В общем, так или иначе, здесь срабатывал некий странный «принцип смежности по женскому типу», по которому нас с Метельниковым можно было «трактовать» как «ипостаси» или «аватары» некоего, общего нам обоим, пра-существа, реальность которого столь же гипотетична как существование в прошлом некоего антропоида, раздвоившегося в ходе эволюции на биг-фута – олмасты, «снежного человека» – и голое прямоходячее двуногое: нас с вами. В этом случае аналогию мог вполне продолжить Корзун, живший инстинктом, но совершенно, по мнению Метельникова, не умевший думать.
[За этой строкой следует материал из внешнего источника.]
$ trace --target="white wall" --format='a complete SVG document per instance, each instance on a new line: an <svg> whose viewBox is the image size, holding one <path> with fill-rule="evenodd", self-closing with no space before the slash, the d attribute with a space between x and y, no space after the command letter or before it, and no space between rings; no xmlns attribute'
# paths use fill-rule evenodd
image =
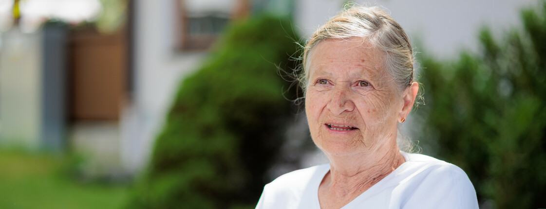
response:
<svg viewBox="0 0 546 209"><path fill-rule="evenodd" d="M345 1L297 0L296 25L309 37L318 26L340 9ZM381 5L424 49L441 58L456 54L460 50L476 51L480 28L487 26L494 32L520 25L520 10L536 5L535 0L378 0L357 1L361 5ZM420 49L417 48L417 51Z"/></svg>
<svg viewBox="0 0 546 209"><path fill-rule="evenodd" d="M172 0L136 0L133 102L122 116L121 158L126 169L147 163L179 81L198 67L204 53L174 50Z"/></svg>
<svg viewBox="0 0 546 209"><path fill-rule="evenodd" d="M2 34L0 143L39 148L42 35L17 29Z"/></svg>

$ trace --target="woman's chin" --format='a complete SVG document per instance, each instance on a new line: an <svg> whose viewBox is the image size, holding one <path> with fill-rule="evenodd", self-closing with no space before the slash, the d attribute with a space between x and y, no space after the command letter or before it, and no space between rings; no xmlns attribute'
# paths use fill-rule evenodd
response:
<svg viewBox="0 0 546 209"><path fill-rule="evenodd" d="M317 145L327 155L343 156L354 155L364 151L362 150L363 147L355 146L355 144L362 144L361 143L347 143L346 142L333 141L323 142L320 145Z"/></svg>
Что, впрочем, ничуть не помешало ему сыграть молодого ученого, то ли генетика, то ли физика-ядерщика, лауреата какой-то серьезной, чуть ли не государственной, премии в лирической киномелодраме с классическим «любовным треугольником» и банальным, как граненый стакан, финалом: Корзун разрывался между личной жизнью и наукой, а она уходила к «другому», кажется, начальнику отдела.

Премьера проходила в Доме кино; на сцене поставили столик, китайскую вазу с красными гвоздиками, зал был почти полон, члены съемочной группы по очереди подходили к микрофону, режиссер мялся, мямлил – я заметил, что кинорежиссеры вообще по большей части говорят плохо, в отличие от режиссеров театральных, – Корзун молчал, пил минеральную воду, водил по залу темными, влажными как у лошади, глазами; потом свет погас, начался фильм, и где-то через четверть часа народ с крайних мест стал понемногу перебираться в ресторан: дальняя дверь приоткрылась, оттуда потянуло дымком, в зал стали доноситься голоса – мы с Метельниковым оставили Настю и присоединились: начали с бара, потом перешли за столик, захотелось с кем-нибудь пообщаться, высказаться. В зале было шумно, дымно; в дыму мелькали лица, только что виденные на экране; в углу, молча, в окружении каких-то прихлебателей, сидел Корзун. Прихлебатели, трое парней и коротко стриженая девица в очках, галдели как сороки, Корзун кивал то ли в знак согласия, то ли просто так; глядя на него Метельников вполголоса пробормотал: никто так не похож на думающего человека как человек, имеющий этот вид. Да, сказал я, к нему пришла слава, но в этой славе есть что-то пошлое.